Musicians and artists have been using software to aid in music production for decades. As software tools have grown in sophistication, an emerging industry of artificial intelligence (AI) in music has emerged with applications in the area of music composition, performance, theory, and digital sound processing. Though music purists may take issue with AI being used to create or generate music, these technologies are also being used to refine human-generated music in the editing and mastering process.
Mastering is the process of preparing and transferring recorded audio from a source containing the final mix of instruments and/or voices to a data storage device known as the master recording. This is the source from which all copies will be produced. During mastering, equalization, compression, limiting, and other levels are set, and the audio files are cleaned to remove excess hisses, noise, pops, or other artifacts. Other processes, including specifying the gaps between tracks, adjusting level, and fading tracks in and out, can also be handled so that the final master is ready for duplication.
Tonic to the Rescue
Traditionally, the mastering process required critical listening and sound engineering skills, particularly with respect to setting levels, applying equalization curves, and other processes. If applied incorrectly, these processes could make the mix sound muddy, overly bass-heavy, or trebly. It is also possible the mix would not be able to be accurately and evenly reproduced on consumer listening devices. LANDR’s latest update to Tonic, a cloud-based music mastering and distribution platform, helps solve these issues. Tonic is designed to provide its users with machine learning-driven mastering styles that can be applied directly to a song or album without requiring music creators to touch even a single fader.
According to the Leigh Smith, LANDR’s senior research engineer, LANDR’s mastering engine is currently proprietary and in the process of patent application. The company has indicated that it approaches mastering as a multivariate regression problem that considers how to control a large number of parameters via its audio signal processing algorithms to arrive at a desired musical outcome. The goal is to allow users to quickly apply one of three distinct mastering styles that embody specific equalization and compression levels, creating specific musical flavors:
- Warm: Vintage warmth with softer compression for thick, smooth sound
- Balanced: Controlled, with focus on balance, clarity, and depth
- Open: Modern, open sound with emphasis on punch and presence
Supervised and Unsupervised Learning Create Different Flavors
Smith notes that Tonic uses a variety of machine learning and AI processes that interoperate to achieve these mastering styles. Tonic draws from datasets such as users’ audio tracks so that its systems learn exactly what to expect from user input; it also learns from commercial music datasets.

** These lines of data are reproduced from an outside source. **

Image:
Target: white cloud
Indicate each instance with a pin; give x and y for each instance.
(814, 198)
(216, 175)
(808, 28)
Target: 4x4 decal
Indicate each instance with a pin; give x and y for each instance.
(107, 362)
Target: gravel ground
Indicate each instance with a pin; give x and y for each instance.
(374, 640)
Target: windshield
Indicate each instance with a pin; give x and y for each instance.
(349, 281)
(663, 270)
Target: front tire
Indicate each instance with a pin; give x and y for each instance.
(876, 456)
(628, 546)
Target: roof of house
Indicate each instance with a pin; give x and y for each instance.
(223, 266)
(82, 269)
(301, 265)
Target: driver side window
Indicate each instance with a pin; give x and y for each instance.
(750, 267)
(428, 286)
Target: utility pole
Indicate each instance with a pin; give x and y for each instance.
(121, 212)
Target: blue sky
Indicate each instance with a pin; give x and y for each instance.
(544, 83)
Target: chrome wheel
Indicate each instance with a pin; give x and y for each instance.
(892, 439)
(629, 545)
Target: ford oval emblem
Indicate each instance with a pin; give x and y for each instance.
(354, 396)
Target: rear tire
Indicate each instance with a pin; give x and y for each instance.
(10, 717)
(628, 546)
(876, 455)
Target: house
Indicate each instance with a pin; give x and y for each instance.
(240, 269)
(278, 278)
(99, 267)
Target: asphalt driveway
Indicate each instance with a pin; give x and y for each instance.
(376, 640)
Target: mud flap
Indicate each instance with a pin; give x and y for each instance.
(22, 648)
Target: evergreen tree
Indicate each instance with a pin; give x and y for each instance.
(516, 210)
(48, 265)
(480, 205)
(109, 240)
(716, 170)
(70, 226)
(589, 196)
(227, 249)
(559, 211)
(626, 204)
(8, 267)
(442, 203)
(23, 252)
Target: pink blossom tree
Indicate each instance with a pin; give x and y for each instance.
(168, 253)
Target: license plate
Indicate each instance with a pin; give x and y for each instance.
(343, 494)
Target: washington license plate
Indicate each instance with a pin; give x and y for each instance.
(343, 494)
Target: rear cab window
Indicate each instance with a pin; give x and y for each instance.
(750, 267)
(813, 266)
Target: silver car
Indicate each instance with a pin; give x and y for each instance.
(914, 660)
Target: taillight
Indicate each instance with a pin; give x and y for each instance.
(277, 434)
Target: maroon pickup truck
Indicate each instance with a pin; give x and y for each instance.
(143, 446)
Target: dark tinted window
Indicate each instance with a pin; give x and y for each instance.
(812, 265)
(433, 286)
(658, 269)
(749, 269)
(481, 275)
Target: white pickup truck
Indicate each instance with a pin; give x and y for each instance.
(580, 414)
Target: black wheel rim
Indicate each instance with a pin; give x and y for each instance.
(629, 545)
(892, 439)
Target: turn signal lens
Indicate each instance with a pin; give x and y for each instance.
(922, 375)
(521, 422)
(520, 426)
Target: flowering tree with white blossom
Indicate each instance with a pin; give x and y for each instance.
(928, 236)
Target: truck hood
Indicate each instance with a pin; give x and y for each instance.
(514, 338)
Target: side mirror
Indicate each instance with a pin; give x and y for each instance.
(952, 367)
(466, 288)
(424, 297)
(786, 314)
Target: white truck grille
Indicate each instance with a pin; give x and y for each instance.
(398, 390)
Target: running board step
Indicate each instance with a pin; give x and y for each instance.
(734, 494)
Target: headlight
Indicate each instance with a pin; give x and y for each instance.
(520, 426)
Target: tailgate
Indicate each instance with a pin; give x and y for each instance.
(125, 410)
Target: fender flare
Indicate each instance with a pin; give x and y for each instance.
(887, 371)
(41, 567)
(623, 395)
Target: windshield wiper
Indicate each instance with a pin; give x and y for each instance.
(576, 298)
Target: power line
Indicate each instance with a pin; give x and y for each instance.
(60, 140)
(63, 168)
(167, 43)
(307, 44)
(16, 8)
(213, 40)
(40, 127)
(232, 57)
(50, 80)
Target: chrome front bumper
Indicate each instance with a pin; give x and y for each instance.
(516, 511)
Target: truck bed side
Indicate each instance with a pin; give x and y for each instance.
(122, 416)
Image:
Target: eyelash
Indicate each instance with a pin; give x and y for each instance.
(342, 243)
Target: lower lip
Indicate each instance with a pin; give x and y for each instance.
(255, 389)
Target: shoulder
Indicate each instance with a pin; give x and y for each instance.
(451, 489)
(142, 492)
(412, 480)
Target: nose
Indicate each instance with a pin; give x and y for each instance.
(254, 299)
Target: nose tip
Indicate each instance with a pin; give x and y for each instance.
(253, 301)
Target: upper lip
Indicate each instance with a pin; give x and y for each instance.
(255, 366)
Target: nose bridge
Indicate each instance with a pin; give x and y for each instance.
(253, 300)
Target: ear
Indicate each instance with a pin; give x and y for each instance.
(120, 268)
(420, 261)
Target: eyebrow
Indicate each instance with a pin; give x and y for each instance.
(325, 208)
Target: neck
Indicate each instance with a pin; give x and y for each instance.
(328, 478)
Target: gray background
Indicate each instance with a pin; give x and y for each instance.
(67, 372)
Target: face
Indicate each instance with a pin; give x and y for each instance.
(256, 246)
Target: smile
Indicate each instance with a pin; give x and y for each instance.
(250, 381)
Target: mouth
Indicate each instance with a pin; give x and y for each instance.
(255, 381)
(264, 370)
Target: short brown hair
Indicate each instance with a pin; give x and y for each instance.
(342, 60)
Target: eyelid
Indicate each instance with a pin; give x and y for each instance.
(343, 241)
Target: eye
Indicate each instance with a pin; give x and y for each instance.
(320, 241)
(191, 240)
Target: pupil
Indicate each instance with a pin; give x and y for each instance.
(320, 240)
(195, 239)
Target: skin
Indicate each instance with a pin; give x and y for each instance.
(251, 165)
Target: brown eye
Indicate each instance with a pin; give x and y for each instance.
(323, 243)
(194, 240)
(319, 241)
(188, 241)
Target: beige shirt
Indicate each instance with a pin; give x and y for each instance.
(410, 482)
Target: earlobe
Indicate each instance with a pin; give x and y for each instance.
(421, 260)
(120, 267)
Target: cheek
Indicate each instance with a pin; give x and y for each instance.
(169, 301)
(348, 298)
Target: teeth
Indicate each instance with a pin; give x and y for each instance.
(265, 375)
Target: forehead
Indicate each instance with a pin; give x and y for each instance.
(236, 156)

The algorithms incorporate specially curated datasets created by LANDR’s in-house team of mastering engineers, and both supervised and unsupervised learning methods are deployed in different parts of its system. They also consider how the track will sound in many different listening environments to ensure the final recording is equally suitable for headphones, car speakers, or the PA system at a large sports stadium.

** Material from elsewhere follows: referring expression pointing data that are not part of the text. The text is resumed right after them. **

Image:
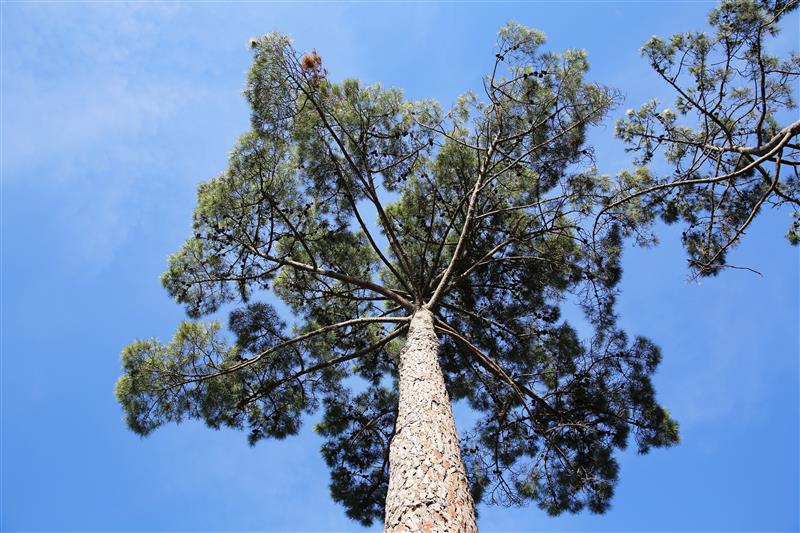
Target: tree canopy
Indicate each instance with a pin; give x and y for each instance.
(729, 143)
(492, 215)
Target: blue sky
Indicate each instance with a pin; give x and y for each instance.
(111, 116)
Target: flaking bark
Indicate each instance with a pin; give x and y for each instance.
(428, 488)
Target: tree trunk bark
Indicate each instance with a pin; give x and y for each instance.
(428, 488)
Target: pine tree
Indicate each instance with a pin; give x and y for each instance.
(742, 152)
(485, 229)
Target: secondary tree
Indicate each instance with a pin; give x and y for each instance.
(424, 257)
(730, 143)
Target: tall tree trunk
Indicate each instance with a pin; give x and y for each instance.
(428, 488)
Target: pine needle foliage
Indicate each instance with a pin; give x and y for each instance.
(490, 226)
(730, 143)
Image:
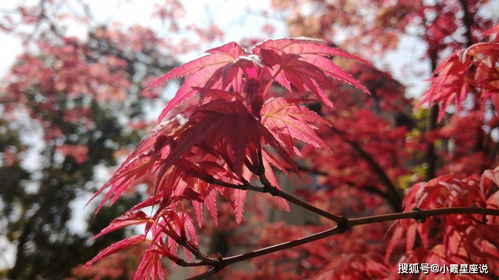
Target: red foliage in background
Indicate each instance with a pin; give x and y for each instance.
(235, 128)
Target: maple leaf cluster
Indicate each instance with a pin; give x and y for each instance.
(240, 116)
(236, 129)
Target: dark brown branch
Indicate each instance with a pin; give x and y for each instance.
(268, 188)
(349, 223)
(467, 22)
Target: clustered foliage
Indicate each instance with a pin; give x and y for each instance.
(229, 128)
(289, 154)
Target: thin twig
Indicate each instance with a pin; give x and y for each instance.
(349, 223)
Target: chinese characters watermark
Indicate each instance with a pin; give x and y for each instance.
(426, 268)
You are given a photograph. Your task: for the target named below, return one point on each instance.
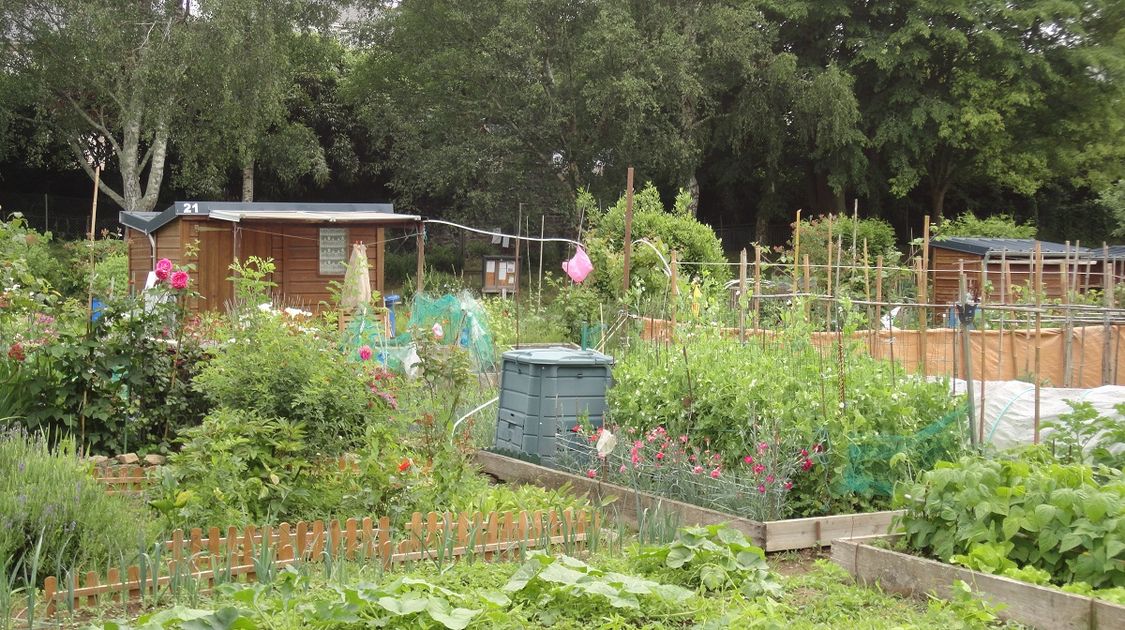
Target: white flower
(605, 443)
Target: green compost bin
(542, 394)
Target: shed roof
(275, 210)
(982, 246)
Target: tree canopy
(754, 108)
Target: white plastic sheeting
(1009, 407)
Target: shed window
(333, 251)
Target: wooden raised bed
(772, 536)
(1038, 606)
(204, 558)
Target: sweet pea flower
(180, 280)
(163, 269)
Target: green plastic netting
(461, 320)
(872, 459)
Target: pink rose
(163, 269)
(180, 280)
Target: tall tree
(250, 78)
(108, 80)
(957, 90)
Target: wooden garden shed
(1007, 266)
(309, 244)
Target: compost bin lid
(558, 356)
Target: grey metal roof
(982, 246)
(151, 222)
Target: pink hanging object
(578, 267)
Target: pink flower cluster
(766, 465)
(177, 279)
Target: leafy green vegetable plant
(717, 558)
(554, 582)
(1056, 518)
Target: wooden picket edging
(772, 536)
(1038, 606)
(234, 555)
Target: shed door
(216, 253)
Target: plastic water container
(389, 302)
(543, 393)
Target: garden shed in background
(1006, 266)
(309, 244)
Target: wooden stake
(542, 227)
(515, 298)
(965, 347)
(1038, 332)
(808, 287)
(879, 288)
(797, 248)
(628, 243)
(1107, 287)
(757, 282)
(924, 294)
(420, 241)
(981, 330)
(829, 255)
(921, 315)
(1067, 342)
(674, 289)
(741, 296)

Smith adds that the use of supervised learning techniques allows the algorithms to learn specific behaviors that are desirable for a specific mastering style, such as identifying the relative equalization and compression levels for a specific style. However, these mastering styles are indeed styles; different mixes of a single track will produce somewhat different sounding masters due to the individual variances of frequencies contained in each mix.

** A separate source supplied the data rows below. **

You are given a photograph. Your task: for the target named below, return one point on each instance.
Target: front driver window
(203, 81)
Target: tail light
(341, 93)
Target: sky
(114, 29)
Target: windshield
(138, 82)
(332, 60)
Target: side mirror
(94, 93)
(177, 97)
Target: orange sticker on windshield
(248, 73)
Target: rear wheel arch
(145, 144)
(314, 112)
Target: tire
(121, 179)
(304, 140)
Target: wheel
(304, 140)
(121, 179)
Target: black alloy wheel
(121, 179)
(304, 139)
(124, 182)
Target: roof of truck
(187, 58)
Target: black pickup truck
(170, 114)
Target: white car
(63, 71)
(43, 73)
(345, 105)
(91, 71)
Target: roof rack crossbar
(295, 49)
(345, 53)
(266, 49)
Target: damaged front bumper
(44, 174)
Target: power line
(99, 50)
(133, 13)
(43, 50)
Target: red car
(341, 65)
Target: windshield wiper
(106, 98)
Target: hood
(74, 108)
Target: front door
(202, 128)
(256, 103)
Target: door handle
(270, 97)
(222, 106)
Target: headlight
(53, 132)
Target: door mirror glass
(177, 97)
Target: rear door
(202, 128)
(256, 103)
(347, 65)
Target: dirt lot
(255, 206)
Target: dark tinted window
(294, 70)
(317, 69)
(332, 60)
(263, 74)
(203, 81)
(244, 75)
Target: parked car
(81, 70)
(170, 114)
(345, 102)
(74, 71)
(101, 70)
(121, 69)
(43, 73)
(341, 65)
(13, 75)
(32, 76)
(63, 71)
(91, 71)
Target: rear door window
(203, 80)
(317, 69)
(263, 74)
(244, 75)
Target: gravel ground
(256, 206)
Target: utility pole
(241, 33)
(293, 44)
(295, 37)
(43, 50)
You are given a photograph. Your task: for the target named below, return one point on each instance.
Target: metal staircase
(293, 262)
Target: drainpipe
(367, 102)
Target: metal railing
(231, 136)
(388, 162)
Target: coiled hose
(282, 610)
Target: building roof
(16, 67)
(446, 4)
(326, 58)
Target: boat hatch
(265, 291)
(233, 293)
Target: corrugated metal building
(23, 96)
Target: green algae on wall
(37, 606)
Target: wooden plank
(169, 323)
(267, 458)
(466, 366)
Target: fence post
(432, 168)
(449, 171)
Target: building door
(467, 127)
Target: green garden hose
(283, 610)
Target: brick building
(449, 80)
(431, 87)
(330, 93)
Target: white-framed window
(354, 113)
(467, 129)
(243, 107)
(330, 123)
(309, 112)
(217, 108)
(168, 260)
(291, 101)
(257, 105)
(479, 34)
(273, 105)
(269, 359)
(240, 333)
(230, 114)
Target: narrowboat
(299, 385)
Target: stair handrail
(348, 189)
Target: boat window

Because the master styles are created via an algorithm, there are no user-controlled fine-tuning options. LANDR’s goal was to simplify and speed up the mastering process for creators. This update of Tonic is designed to provide different flavors of mastering that are commonly requested of traditional engineers without adding too much complexity to the process for music creators, Smith says.
The company was launched in 2014, and since then, LANDR’s mastering tool has been used by more than 2 million musicians from 160 countries around the world.
Through Tonic, the mastering process, which once required a significant amount of recording engineering knowledge and experience to achieve professional results, is now able to be handled with a simple click. It leverages machine learning to assist humans, rather than replace them. By using a trove of sound recordings and trained algorithms to identify the ideal settings that will yield a specific sound style, even relative amateurs are able to approximate the sound and feel of a professional recording.